Nnaemeka Ali, O.M.I
At the Obi, the Igbo People Sit Around the Elders
The place of Obi – the Baraza, among the Igbo people of Nigeria, is sacred. It is almost like the sanctuary, as the discussion is supposed to be sacred. Each person maintains a given position or status. The elder or the owner of the house sits generally at the centre.
On many occasions (and I do not subscribe to it), women do not sit among the men at the Obi. And when they do, they sit by the side. And in many cases, they sit on low seats (and do not ask me why). Children do not also sit at the Obi, and when they do, they are supposed not to talk. When a child is allowed to sit with the elders (men), he feels privileged. And if he is lucky, he uses the opportunity to instruct himself in the arts of public speaking, and how society functions.

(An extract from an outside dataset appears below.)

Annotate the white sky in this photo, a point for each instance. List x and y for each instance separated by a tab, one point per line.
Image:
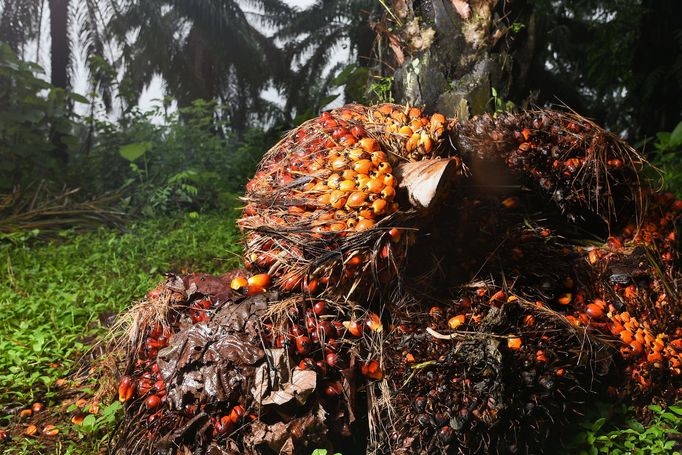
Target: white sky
153	93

At the Obi, the conversation is generally around tradition, culture, health, the future, and any other thing you can imagine. Among wise elders, no discussion is neutral as in Igbo culture and cosmology, realities interconnect.
The spiritual realm is not in opposition to the physical world. What we do or say in the physical world influences how we relate with both the ancestors and the entire universe. And for this reason, elderly people are very careful in their choices of worlds. They are conscious that the word we say could directly or indirectly hunt the speaker, or even alter realities within our physical world.